For chronic wounds and scar appearance, studies frequently span several weeks to a few months of consistent use before meaningful changes are observed. Adherence to session time, frequency, and overall wound care is often a bigger driver of results than adding extra minutes in a single day.
Can I overdo it?
Yes. More is not always better.
Very high cumulative doses can flatten or even reverse some of the beneficial photobiomodulation responses described in the literature. If you experience persistent redness, discomfort, or unusual fatigue after sessions, consider reducing treatment distance, shortening session time, or taking additional rest days, and let your clinician know.
Will this help scars look better?
PBM is being studied for its potential to influence extracellular matrix remodeling, collagen synthesis, and long-term scar quality. Some research shows improvements in scar appearance and texture after repeated PBM sessions, especially when started relatively early in the remodeling phase.
Results are variable, and factors like wound type, location, and overall health play a large role, so it is best to think of PBM as a possible supportive tool rather than a guaranteed cosmetic solution.
See BIOMAX PRO panels and compare models
PBM tends to work best when it fits naturally into your life. That means matching panel coverage to your space, starting with short, repeatable sessions and tracking progress week by week rather than chasing overnight transformation.
If you are ready to design a consistent routine around red light therapy for wound healing or broader recovery goals, you can shop BIOMAX PRO to find the BIO panels, BIOMAX, or BIOMAX PRO configuration that fits your needs.

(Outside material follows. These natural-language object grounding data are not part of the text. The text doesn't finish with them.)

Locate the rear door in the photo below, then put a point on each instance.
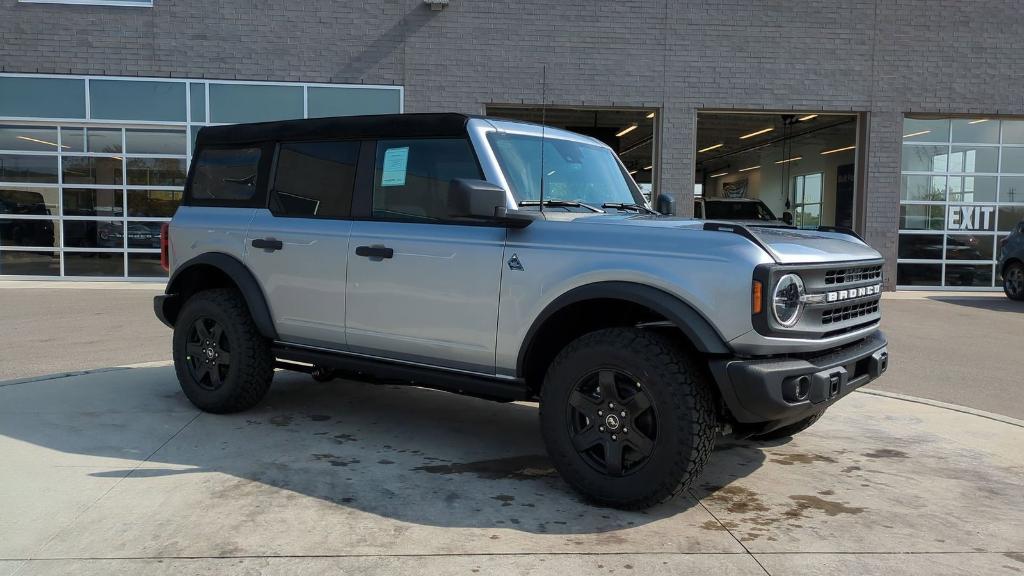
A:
(421, 287)
(298, 246)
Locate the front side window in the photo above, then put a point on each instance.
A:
(412, 177)
(314, 179)
(572, 171)
(226, 174)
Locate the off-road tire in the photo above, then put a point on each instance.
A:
(678, 388)
(791, 429)
(1010, 286)
(247, 378)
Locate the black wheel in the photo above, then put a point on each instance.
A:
(629, 421)
(791, 429)
(222, 362)
(1013, 281)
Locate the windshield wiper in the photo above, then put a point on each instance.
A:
(628, 206)
(560, 204)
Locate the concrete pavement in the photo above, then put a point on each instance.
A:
(115, 472)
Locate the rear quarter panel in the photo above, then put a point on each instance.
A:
(197, 230)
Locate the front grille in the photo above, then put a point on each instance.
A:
(846, 275)
(851, 312)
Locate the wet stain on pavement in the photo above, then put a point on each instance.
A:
(515, 467)
(335, 460)
(282, 420)
(790, 459)
(829, 507)
(886, 453)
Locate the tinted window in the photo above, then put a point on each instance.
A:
(412, 177)
(314, 179)
(227, 174)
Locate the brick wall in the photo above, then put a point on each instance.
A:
(876, 56)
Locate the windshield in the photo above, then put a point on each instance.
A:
(573, 172)
(737, 211)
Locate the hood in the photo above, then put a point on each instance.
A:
(784, 245)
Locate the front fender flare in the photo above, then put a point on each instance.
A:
(699, 331)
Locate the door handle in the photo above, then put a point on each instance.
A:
(267, 244)
(375, 251)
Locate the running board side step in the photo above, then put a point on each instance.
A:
(384, 372)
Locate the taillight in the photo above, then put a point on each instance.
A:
(165, 241)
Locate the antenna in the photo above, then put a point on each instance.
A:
(544, 126)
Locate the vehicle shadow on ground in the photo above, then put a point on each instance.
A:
(399, 452)
(982, 302)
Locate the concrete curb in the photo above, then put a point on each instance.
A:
(943, 405)
(58, 375)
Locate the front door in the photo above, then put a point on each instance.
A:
(298, 249)
(422, 288)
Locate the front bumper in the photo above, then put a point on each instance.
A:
(792, 387)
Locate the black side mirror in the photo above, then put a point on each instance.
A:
(482, 200)
(666, 204)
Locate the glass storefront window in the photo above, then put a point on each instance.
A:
(32, 138)
(927, 189)
(155, 141)
(42, 97)
(24, 168)
(91, 202)
(926, 130)
(157, 171)
(965, 182)
(92, 170)
(926, 158)
(133, 99)
(111, 264)
(29, 201)
(103, 140)
(243, 103)
(104, 184)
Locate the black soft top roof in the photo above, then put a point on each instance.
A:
(376, 126)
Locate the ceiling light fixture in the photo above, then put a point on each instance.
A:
(40, 141)
(827, 152)
(758, 133)
(626, 130)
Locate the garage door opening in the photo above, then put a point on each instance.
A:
(631, 133)
(802, 165)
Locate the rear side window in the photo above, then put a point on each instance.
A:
(227, 175)
(314, 179)
(412, 177)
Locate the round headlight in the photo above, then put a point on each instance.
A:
(786, 303)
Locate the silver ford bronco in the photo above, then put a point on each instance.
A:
(513, 262)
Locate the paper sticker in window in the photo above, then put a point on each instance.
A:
(395, 163)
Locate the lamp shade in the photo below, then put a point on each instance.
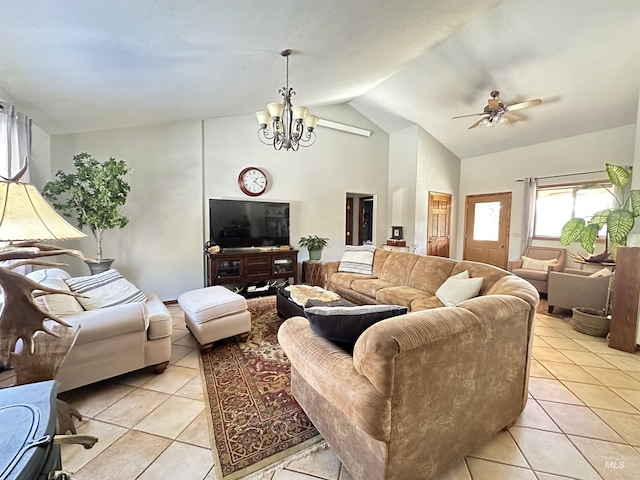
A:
(26, 216)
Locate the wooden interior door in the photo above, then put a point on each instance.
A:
(486, 228)
(348, 240)
(365, 219)
(439, 224)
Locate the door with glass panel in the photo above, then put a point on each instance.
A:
(486, 228)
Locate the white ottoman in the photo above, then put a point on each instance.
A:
(214, 313)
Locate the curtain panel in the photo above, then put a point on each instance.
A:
(15, 141)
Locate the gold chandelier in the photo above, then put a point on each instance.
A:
(283, 125)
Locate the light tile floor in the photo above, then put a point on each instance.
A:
(582, 420)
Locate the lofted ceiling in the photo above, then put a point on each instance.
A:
(77, 65)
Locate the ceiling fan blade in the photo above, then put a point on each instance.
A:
(470, 115)
(510, 117)
(527, 104)
(475, 124)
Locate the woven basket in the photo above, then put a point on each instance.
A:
(590, 321)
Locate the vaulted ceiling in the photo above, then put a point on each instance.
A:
(77, 65)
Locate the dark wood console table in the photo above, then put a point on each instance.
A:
(28, 418)
(251, 266)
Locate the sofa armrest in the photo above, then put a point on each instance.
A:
(109, 321)
(327, 368)
(331, 267)
(160, 320)
(513, 264)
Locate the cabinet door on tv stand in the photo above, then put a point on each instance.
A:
(225, 269)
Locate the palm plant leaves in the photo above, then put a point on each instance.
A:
(588, 237)
(619, 224)
(618, 175)
(571, 230)
(635, 202)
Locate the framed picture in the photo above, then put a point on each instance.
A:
(396, 233)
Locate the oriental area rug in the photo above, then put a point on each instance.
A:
(255, 423)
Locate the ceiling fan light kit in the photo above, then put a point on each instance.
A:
(283, 125)
(497, 112)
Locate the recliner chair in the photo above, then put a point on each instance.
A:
(539, 277)
(576, 288)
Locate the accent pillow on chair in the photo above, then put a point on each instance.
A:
(357, 259)
(105, 290)
(458, 288)
(535, 264)
(344, 325)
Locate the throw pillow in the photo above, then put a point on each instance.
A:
(357, 259)
(535, 264)
(605, 272)
(458, 288)
(344, 325)
(105, 290)
(57, 304)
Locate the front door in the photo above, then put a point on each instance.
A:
(439, 224)
(348, 231)
(486, 228)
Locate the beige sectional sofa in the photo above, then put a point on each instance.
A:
(113, 340)
(423, 389)
(405, 279)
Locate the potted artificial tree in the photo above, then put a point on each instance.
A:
(619, 221)
(314, 245)
(93, 195)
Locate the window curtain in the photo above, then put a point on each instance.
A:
(15, 141)
(15, 149)
(530, 186)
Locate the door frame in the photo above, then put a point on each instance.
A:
(429, 213)
(508, 226)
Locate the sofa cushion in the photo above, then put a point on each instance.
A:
(400, 295)
(425, 303)
(344, 325)
(105, 290)
(357, 259)
(57, 304)
(536, 264)
(458, 288)
(430, 272)
(531, 274)
(369, 286)
(397, 267)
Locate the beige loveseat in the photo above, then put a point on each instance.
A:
(112, 340)
(420, 390)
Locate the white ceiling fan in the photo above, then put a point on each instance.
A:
(498, 112)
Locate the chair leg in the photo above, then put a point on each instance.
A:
(159, 367)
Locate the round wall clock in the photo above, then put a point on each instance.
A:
(252, 181)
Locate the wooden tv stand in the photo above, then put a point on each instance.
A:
(251, 266)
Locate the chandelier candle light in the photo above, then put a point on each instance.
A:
(287, 122)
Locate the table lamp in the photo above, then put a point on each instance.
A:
(26, 218)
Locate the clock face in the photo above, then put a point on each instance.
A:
(252, 181)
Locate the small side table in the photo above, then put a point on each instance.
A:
(313, 273)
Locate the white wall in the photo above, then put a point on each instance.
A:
(314, 180)
(177, 167)
(497, 172)
(40, 164)
(160, 250)
(438, 171)
(403, 165)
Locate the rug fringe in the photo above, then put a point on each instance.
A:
(267, 473)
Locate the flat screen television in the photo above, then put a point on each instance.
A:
(248, 223)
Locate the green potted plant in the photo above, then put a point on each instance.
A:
(314, 244)
(93, 195)
(619, 220)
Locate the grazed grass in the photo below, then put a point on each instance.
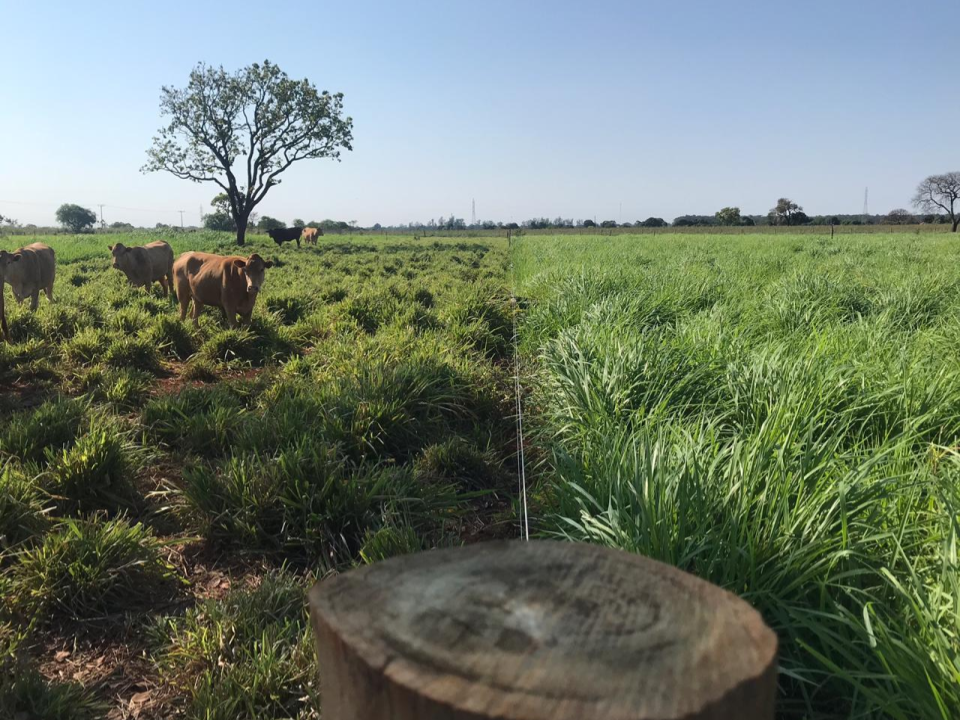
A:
(778, 415)
(299, 441)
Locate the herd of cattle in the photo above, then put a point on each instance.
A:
(230, 283)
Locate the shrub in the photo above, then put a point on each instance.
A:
(460, 462)
(288, 308)
(22, 515)
(255, 345)
(86, 568)
(92, 474)
(201, 420)
(51, 426)
(172, 338)
(249, 655)
(389, 541)
(86, 347)
(61, 322)
(307, 503)
(25, 693)
(133, 352)
(24, 326)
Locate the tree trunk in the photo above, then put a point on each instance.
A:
(538, 631)
(241, 229)
(4, 332)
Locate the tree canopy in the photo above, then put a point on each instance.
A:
(75, 218)
(940, 193)
(729, 216)
(787, 212)
(242, 130)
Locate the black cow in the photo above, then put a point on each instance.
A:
(282, 235)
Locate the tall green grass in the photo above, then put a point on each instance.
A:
(778, 416)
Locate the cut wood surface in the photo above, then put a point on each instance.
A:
(537, 631)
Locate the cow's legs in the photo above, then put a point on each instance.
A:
(230, 315)
(197, 309)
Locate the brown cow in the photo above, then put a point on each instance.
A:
(229, 283)
(29, 270)
(145, 265)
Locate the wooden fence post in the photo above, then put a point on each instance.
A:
(538, 631)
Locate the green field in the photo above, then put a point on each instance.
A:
(166, 494)
(778, 414)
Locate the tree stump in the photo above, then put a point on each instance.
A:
(537, 631)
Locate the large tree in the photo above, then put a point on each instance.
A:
(75, 218)
(242, 130)
(900, 216)
(787, 212)
(940, 193)
(729, 216)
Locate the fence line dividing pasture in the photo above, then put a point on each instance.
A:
(521, 460)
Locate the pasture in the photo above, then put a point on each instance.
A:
(778, 415)
(166, 493)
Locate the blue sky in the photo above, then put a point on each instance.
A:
(531, 108)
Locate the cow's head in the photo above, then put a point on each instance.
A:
(119, 252)
(6, 260)
(252, 269)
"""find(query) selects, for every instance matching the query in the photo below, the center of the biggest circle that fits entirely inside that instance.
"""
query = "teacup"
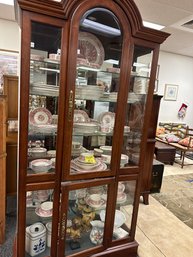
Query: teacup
(42, 195)
(121, 188)
(47, 207)
(76, 145)
(95, 199)
(106, 158)
(81, 193)
(84, 156)
(96, 190)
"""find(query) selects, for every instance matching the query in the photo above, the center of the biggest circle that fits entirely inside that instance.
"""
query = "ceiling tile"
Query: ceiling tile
(156, 12)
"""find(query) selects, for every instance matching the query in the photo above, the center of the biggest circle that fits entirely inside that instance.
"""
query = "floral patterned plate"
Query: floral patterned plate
(40, 116)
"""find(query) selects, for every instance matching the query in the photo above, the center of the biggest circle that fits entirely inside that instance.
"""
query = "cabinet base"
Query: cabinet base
(127, 250)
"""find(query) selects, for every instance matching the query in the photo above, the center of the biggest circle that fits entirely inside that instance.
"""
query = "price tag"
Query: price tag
(90, 159)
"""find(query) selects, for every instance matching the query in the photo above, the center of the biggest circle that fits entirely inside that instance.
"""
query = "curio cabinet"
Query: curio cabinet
(88, 71)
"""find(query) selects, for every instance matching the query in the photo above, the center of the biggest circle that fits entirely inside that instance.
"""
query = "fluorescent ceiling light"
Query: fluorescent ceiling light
(112, 61)
(8, 2)
(153, 25)
(137, 64)
(100, 27)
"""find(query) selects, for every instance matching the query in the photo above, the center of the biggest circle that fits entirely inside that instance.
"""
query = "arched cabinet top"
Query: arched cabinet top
(63, 9)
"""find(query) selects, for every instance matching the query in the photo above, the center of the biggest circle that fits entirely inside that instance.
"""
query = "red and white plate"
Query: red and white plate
(91, 49)
(107, 118)
(80, 116)
(42, 213)
(40, 116)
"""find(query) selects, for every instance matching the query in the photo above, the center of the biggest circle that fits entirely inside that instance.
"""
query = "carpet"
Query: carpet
(177, 196)
(6, 249)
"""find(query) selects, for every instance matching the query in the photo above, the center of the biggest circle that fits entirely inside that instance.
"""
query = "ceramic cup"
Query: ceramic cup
(47, 207)
(95, 199)
(96, 190)
(84, 156)
(106, 158)
(121, 188)
(42, 195)
(76, 145)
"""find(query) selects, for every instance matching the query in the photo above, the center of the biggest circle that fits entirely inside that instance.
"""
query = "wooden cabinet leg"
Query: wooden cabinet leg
(146, 198)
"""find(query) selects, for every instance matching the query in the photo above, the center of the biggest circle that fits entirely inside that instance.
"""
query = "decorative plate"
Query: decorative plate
(91, 49)
(107, 117)
(40, 116)
(80, 116)
(99, 205)
(42, 213)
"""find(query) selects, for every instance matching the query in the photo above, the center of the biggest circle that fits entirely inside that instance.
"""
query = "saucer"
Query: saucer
(122, 199)
(96, 206)
(42, 213)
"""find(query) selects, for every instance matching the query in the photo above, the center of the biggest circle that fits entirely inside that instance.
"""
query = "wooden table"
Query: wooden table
(2, 167)
(165, 153)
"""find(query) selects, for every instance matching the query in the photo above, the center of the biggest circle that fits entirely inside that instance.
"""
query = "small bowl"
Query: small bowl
(41, 165)
(47, 206)
(51, 153)
(83, 157)
(107, 149)
(76, 145)
(37, 152)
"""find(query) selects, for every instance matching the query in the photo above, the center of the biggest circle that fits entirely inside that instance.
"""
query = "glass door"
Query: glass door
(43, 97)
(93, 92)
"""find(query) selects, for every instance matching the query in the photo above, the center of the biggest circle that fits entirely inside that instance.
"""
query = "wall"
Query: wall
(10, 35)
(178, 70)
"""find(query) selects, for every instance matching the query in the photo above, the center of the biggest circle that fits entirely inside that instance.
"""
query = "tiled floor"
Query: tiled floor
(159, 233)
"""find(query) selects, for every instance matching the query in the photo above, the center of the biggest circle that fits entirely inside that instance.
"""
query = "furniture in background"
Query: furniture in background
(10, 89)
(165, 153)
(178, 136)
(2, 166)
(157, 175)
(86, 190)
(149, 153)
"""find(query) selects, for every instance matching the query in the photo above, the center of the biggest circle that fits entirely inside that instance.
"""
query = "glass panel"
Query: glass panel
(85, 227)
(136, 105)
(43, 98)
(39, 206)
(124, 209)
(97, 84)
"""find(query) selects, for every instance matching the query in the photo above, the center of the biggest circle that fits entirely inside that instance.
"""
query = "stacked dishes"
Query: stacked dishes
(107, 118)
(37, 152)
(41, 165)
(45, 209)
(87, 162)
(90, 127)
(89, 92)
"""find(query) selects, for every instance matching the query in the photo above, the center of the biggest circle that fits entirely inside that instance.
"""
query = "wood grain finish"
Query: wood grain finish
(2, 167)
(10, 89)
(147, 172)
(66, 15)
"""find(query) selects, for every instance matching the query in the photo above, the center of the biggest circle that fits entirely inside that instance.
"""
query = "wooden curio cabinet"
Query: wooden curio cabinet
(87, 80)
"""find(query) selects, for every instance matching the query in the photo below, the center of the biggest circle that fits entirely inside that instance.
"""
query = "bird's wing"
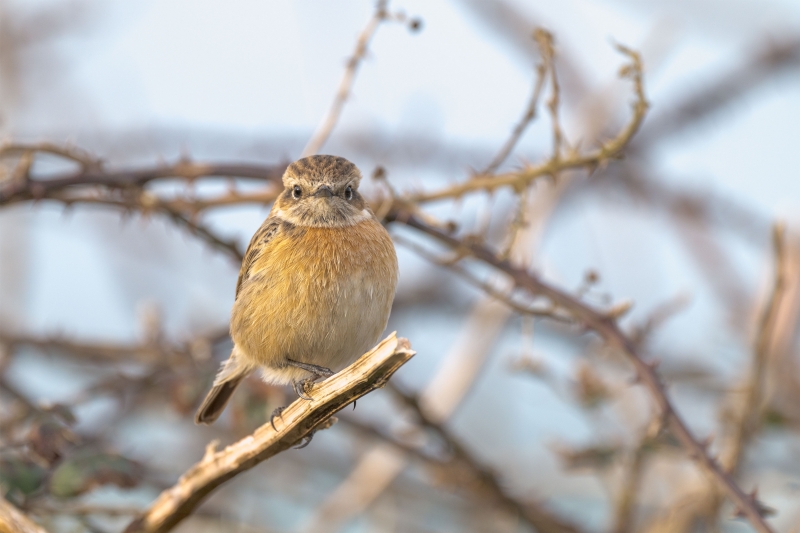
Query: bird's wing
(257, 245)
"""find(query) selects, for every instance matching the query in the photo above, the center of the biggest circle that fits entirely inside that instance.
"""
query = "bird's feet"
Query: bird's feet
(277, 413)
(303, 387)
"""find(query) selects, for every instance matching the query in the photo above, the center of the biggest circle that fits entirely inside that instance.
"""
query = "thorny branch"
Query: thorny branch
(607, 328)
(382, 14)
(554, 166)
(535, 515)
(530, 112)
(92, 182)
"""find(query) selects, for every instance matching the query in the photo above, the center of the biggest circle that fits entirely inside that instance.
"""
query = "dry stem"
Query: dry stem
(12, 520)
(298, 421)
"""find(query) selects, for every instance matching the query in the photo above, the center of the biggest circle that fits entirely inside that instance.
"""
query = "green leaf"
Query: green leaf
(88, 470)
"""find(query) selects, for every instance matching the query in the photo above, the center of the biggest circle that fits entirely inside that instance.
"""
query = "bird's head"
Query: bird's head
(322, 191)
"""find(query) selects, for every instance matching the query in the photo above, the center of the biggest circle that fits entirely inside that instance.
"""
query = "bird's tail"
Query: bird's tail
(232, 372)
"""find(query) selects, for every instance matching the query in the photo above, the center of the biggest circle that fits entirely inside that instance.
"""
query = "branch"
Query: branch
(33, 189)
(527, 117)
(13, 521)
(607, 328)
(297, 422)
(761, 67)
(554, 166)
(324, 130)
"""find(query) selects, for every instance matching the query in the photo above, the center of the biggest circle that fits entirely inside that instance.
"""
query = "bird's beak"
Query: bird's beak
(324, 192)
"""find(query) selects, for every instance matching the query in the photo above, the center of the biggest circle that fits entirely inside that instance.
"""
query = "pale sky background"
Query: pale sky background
(135, 81)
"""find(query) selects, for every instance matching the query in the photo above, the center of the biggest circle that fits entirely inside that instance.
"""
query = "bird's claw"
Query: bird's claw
(278, 412)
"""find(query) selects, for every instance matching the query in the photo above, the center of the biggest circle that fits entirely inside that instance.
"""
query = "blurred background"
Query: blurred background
(113, 320)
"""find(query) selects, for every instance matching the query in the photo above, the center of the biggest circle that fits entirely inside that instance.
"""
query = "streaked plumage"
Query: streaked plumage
(316, 284)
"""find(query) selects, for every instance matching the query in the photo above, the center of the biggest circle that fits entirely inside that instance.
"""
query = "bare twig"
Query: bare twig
(553, 167)
(608, 329)
(297, 422)
(34, 189)
(324, 130)
(758, 69)
(534, 514)
(525, 121)
(753, 403)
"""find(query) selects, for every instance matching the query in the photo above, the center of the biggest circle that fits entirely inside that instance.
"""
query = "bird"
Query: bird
(315, 288)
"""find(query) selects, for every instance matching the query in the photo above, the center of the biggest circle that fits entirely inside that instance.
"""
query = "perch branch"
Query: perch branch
(298, 421)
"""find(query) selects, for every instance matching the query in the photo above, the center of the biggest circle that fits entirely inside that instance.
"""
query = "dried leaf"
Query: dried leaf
(49, 440)
(20, 476)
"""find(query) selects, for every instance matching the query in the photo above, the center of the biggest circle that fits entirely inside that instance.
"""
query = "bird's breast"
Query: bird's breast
(317, 295)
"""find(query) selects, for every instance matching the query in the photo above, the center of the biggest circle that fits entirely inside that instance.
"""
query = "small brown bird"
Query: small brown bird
(316, 284)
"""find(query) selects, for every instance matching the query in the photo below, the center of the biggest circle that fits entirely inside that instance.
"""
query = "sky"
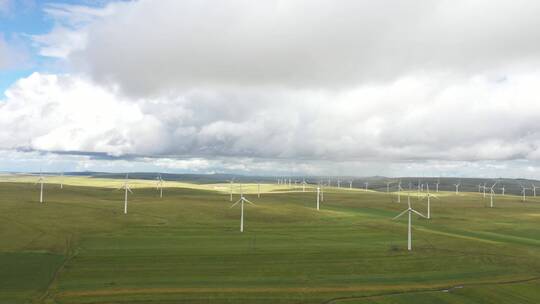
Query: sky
(278, 87)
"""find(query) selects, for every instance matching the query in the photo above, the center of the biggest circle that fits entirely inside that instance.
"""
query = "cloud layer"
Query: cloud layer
(286, 81)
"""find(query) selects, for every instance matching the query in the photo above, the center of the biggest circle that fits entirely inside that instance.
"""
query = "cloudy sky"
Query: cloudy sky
(339, 87)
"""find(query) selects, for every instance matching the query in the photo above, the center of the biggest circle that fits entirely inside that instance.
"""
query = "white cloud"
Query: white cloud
(149, 47)
(202, 84)
(414, 118)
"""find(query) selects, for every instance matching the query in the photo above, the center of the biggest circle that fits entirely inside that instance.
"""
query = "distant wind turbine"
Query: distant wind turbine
(457, 187)
(523, 193)
(492, 193)
(159, 185)
(429, 196)
(40, 180)
(242, 200)
(410, 211)
(318, 196)
(126, 188)
(399, 191)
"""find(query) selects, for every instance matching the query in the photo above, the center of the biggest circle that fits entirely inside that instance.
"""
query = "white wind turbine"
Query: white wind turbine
(492, 193)
(159, 185)
(40, 180)
(457, 187)
(399, 191)
(242, 200)
(429, 196)
(126, 188)
(318, 196)
(231, 189)
(534, 189)
(410, 211)
(388, 187)
(523, 193)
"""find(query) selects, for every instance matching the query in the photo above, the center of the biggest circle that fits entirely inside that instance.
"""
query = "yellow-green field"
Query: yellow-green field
(79, 247)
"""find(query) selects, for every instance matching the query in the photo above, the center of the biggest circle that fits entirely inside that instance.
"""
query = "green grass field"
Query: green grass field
(79, 247)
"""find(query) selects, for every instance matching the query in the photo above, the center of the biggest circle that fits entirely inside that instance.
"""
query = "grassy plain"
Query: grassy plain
(79, 247)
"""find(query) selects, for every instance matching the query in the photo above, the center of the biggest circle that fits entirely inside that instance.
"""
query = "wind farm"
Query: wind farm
(194, 231)
(269, 152)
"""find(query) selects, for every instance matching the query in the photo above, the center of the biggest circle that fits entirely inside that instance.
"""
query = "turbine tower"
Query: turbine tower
(126, 188)
(523, 193)
(40, 180)
(242, 200)
(429, 196)
(318, 196)
(492, 193)
(457, 187)
(399, 191)
(159, 185)
(410, 211)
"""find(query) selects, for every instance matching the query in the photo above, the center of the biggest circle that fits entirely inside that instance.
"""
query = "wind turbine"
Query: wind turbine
(492, 193)
(523, 189)
(388, 187)
(429, 196)
(399, 192)
(410, 211)
(318, 196)
(126, 188)
(457, 187)
(241, 201)
(40, 180)
(159, 185)
(231, 182)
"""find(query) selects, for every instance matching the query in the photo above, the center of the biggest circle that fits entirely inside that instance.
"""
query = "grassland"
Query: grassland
(79, 247)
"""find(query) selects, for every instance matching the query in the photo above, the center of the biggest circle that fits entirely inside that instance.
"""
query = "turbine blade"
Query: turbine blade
(402, 213)
(238, 201)
(418, 213)
(249, 202)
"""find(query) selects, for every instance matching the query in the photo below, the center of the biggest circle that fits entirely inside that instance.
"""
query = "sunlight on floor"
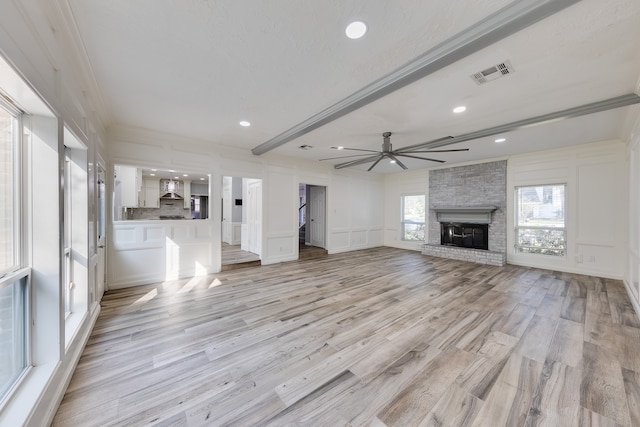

In clinics or multi-site environments, it can be helpful to speak with the team about zero-gap arrays, standardized dosing parameters, and simple SOPs to ensure everyone uses the system safely and consistently.
Used this way, PBM is less about chasing trends and more about building a thoughtful, repeatable system to support how your body already knows how to heal.
Medical disclaimer
Light therapy research is evolving, but that does not replace the role of a trained clinician who can see and examine you in person.
This content is for educational purposes only and is not a substitute for professional medical advice. These devices are not intended to diagnose, treat, cure, or prevent any disease. Consult a qualified healthcare professional about your specific situation.